Insomnia or Substance Abuse: Which Came First?

Insomnia or Substance Abuse: Which Came First?

Insomnia or Substance Abuse: Which Came First?

Insomnia or Substance Abuse: Which Came First?Substance abuse is the common term for a pattern of alcohol, drug, or medication use that significantly damages a person’s mental/physical health, ability to meet personal commitments, or various other aspects of the ability to function in daily life. The American Psychiatric Association (APA) now includes this type of dysfunctional substance use as one of the components of a more broadly defined condition called substance use disorder. The presence of a substance use disorder can lead to the onset of a separately diagnosable form of insomnia called a substance/medication-induced sleep disorder. In turn, the presence of insomnia can increase the chances that any given person will develop a substance use disorder.

Substance Abuse Basics

The American Psychiatric Association sets the basic terms that mental health practitioners use to diagnose substance-related issues, as well as all other conditions generally viewed in the US as mental health concerns. Up until 2013, the APA officially considered issues related to substance abuse to be separate from issues related to substance dependence. According to the guidelines that established this separation, the term “substance abuse” addressed dysfunctional substance-fueled behaviors that don’t stem from an actual dependence on or addiction to alcohol, drugs, or medications. By contrast, the term “substance dependence” addressed a similar group of substance-fueled behaviors that appear in connection with verifiable alcohol, drug or medication addiction. In June 2013, the APA dropped substance abuse and substance dependence as independent categories and combined their core concepts into the definition of substance use disorder. This move followed the lead of a new consensus in the research community, which highlights the deeply, inseparably connected nature of abuse and dependence.

Insomnia Basics

When viewed from a mental health standpoint, insomnia is a diagnosable condition that produces any one of three core symptoms for at least 30 days. These symptoms are a consistent inability to fall asleep at night, a consistent inability to remain asleep, or the consistent presence of sleep that fails to restore daytime energy and vigor.
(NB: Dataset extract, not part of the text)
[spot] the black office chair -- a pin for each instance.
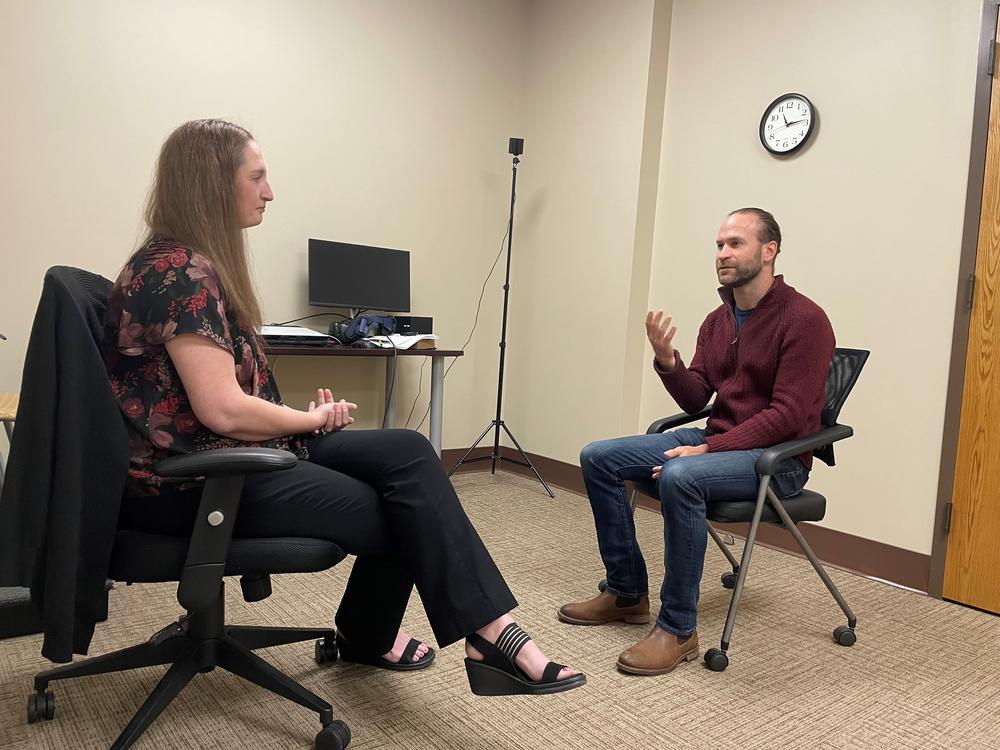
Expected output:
(845, 367)
(199, 641)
In order to merit a diagnosis, insomnia’s symptoms must significantly impair a person’s sense of mental or emotional balance, or impair the ability to function safely and productively throughout the day. Up until 2013, the American Psychiatric Association limited the diagnosis of insomnia to cases that had underlying causes not directly related to other health issues; however, doctors can now diagnose the condition even when it appears outside of the previously allowed circumstances.

Substance/Medication-Induced Sleep Disorder

Substance/medication-induced sleep disorder is a catchall category used to describe any diagnosable sleep-related condition that occurs as a consequence of alcohol, drug or medication use. Insomnia can be listed in this category when substance use triggers its onset. According to a study published in 2004 in the journal Medscape Neurology, about 7 percent of all people with an alcohol use disorder (then known as alcohol abuse) develop diagnosable insomnia, while roughly 3 percent of all people with a drug use disorder (i.e., drug abuse) develop insomnia.

In small amounts, alcohol can actually promote sleep, the University of Maryland Medical Center notes. However, when used in amounts high enough to qualify for alcohol use disorder, it substantially increases a person’s chances of developing insomnia late in a nightly sleep cycle, or waking up and falling asleep repeatedly throughout the night. In addition to insomnia, alcohol use disorder increases risks for the sleep disorders called restless legs syndrome and sleep apnea. Drugs and medications noted for their ability to produce diagnosable insomnia include sedative-hypnotics (tranquilizers) and cocaine.

Insomnia’s Role in Substance Use Disorders

In a study published in 2008 in the Journal of Psychiatric Practice, a team of researchers from the Medical University of South Carolina examined the overlapping relationship between insomnia and substance use disorder (i.e., substance abuse) in teenagers. The authors of this study concluded that the pathway between insomnia and substance use issues runs in both directions. This means that the presence of diagnosable insomnia (or any other major sleep disturbance) can increase the risks for substance use disorder just as easily as substance use disorder can increase the risks for insomnia. The study’s authors also concluded that the treatments used to address insomnia—which include a form of psychotherapy called cognitive behavioral therapy for insomnia (CBT-I) and a range of prescription and nonprescription sleep-promoting medications—can help reduce any given person’s chances of developing a substance use disorder at some later point in life.